Legislator questions willingness to finance schools
An audit report calling for $312 million to $399 million more for education funding received mixed reviews from legislators Monday in Topeka.
And local officials say they're unsure whether legislators will follow through on recommendations in the report.
State Rep. Ray Cox, R-Bonner Springs, and administrators of the Basehor-Linwood school district wholeheartedly agree with the report that more money needs to be funneled into schools. However, they remain unconvinced that the report will spur legislative action.
"This is just my opinion, but I'd say confidence in the Legislature is at an all-time low," said the school district's Don Swartz, citing lawmakers' failings in recent years to increase education funding -- unless ordered by the courts.
"Does this mean it's going to be funded? ... I have an uneasy feeling (the Legislature) might not do it unless the Supreme Court says, 'you're going to do something,'" said Cox, who represents Basehor, Bonner Springs and parts of Shawnee.
The report, completed by the Legislative Division of Post Audit, maintains that school districts need more money to meet performance levels required by the state.
It indicates that schools in Kansas need more money for funding special education, bilingual studies and to educate at-risk students.
The report also recommends spending more money for inner-city school districts while reducing factors that favor smaller districts.
Cox, who a week ago indicated the report's importance in shaping this year's legislative session, said additional money also could be used to bolster teacher salaries, which would greatly aid in staff recruitment and retention.
"How many bilingual teachers or special education teachers are there around?" he said. "How many have the patience to stay with it?"
In Basehor-Linwood -- where bilingual studies and special education isn't a glaring need -- administrators contend that additional money would help improve teacher salaries, which is among the districts top four priorities. A first-year teacher in Basehor-Linwood makes far less than a new teacher in other districts, Swartz said.
"We are as much as $5,000 behind other districts in beginning teacher pay," he said.
The school district, which received excellence marks in 13 of 18 areas on the latest Kansas assessments, also could use the additional money to keep pace with the No Child Left Behind Act, an unfunded federal mandate.
Under the act, schools that do not meet progress standards are subject to sanctions. And since implementation of No Child Left Behind, the school district has attempted to meet provisions by revising core subjects such as math, science and reading.
The revisions, which include purchasing new equipment and textbooks for kindergarten through 12th grade students, can cost between $100,000 to $200,000, school officials said.
"That's a high-dollar deal," Swartz said. "And you can't be behind on those."

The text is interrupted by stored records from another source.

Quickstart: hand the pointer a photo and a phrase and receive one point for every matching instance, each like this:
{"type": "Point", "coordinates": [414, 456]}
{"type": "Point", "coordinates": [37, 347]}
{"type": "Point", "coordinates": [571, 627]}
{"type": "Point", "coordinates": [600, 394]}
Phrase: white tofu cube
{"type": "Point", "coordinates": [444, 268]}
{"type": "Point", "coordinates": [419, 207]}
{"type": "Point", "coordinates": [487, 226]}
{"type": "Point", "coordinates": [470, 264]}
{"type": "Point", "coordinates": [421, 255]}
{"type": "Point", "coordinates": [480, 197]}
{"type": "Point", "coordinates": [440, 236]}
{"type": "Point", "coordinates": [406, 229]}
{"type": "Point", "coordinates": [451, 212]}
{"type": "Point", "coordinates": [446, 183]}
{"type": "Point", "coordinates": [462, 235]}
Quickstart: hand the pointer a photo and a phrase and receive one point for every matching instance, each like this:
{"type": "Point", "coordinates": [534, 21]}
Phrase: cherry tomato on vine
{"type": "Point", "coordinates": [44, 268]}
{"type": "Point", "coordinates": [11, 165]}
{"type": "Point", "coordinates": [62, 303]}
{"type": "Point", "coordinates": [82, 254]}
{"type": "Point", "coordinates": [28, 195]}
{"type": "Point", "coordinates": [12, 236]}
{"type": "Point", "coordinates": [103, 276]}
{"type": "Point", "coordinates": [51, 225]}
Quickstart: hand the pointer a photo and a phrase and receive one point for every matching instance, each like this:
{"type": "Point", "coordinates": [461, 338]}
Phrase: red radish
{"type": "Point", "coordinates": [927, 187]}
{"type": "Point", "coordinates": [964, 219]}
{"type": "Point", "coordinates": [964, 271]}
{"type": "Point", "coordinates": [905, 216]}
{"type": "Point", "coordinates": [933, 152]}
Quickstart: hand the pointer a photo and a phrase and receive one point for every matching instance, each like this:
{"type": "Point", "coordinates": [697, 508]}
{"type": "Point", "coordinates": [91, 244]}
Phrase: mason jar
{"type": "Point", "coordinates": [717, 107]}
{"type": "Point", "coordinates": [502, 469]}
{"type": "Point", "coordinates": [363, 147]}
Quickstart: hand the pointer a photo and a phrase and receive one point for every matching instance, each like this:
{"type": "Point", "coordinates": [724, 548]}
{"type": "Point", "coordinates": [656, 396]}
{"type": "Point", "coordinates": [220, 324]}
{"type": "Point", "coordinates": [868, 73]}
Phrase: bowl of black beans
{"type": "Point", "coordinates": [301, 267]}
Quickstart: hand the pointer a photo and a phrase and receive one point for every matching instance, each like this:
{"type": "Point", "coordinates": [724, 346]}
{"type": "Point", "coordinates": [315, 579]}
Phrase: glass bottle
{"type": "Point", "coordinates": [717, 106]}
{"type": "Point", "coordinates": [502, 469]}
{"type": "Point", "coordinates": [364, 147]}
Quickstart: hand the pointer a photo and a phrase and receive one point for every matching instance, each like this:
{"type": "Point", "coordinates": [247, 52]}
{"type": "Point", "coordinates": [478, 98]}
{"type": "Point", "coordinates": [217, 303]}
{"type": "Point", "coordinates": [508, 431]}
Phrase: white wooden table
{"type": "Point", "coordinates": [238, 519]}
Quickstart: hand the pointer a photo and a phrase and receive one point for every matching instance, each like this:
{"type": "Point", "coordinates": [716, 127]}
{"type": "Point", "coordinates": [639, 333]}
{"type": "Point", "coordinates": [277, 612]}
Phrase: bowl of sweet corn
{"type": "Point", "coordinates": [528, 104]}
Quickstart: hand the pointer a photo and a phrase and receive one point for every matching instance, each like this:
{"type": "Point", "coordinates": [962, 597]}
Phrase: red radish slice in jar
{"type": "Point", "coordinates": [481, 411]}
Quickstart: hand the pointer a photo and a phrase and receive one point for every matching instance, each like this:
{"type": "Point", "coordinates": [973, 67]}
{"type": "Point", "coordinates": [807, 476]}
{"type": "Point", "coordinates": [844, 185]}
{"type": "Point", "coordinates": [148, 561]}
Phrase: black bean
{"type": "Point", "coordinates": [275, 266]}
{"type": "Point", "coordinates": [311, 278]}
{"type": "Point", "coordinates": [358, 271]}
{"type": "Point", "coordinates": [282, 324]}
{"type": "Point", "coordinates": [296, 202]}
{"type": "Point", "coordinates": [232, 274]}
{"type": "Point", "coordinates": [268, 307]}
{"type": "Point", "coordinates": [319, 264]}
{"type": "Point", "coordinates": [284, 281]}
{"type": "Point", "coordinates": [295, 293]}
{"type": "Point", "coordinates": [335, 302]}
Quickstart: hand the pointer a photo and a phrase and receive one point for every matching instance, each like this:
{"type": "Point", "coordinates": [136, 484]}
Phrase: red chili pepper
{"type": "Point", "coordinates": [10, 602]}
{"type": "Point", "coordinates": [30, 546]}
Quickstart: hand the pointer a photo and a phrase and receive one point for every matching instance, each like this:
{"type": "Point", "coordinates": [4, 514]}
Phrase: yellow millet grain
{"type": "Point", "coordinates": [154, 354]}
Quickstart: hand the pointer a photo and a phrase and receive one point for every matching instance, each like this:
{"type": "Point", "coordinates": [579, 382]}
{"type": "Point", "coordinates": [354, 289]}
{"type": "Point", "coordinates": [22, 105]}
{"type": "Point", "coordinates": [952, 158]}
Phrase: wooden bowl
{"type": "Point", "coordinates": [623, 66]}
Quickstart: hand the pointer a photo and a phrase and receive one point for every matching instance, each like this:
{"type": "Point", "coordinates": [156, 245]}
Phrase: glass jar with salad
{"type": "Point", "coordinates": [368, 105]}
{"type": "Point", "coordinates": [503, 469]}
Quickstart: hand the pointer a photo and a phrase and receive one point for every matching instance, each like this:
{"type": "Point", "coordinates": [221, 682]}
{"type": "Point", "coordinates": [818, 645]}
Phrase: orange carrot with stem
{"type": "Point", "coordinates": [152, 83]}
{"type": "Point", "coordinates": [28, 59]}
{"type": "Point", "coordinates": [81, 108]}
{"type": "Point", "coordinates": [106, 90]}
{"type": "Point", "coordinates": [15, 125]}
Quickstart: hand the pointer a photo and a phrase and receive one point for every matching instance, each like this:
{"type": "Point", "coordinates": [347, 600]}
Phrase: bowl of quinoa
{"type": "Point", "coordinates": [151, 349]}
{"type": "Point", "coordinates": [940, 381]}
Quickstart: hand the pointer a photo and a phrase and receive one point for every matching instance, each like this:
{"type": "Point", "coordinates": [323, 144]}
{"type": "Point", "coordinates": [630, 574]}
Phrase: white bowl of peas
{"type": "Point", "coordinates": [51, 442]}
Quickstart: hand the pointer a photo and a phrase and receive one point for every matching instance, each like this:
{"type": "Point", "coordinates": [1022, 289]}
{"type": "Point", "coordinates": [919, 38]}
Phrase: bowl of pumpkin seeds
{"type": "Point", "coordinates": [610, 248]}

Some observers believe the post audit report will make expanded gambling attractive to lawmakers as they attempt to find more money for schools without raising taxes. Cox, who's in favor of both gaming and more money for schools, said it's unclear what the outcome of Monday's report will be.
Thus far, it has divided pro-education legislators from fiscal hardliners and created a division among school districts.
"It's big districts versus small districts, west versus east," he said. "I hate to see that division. I'm not sure anybody knows how this is going to play out."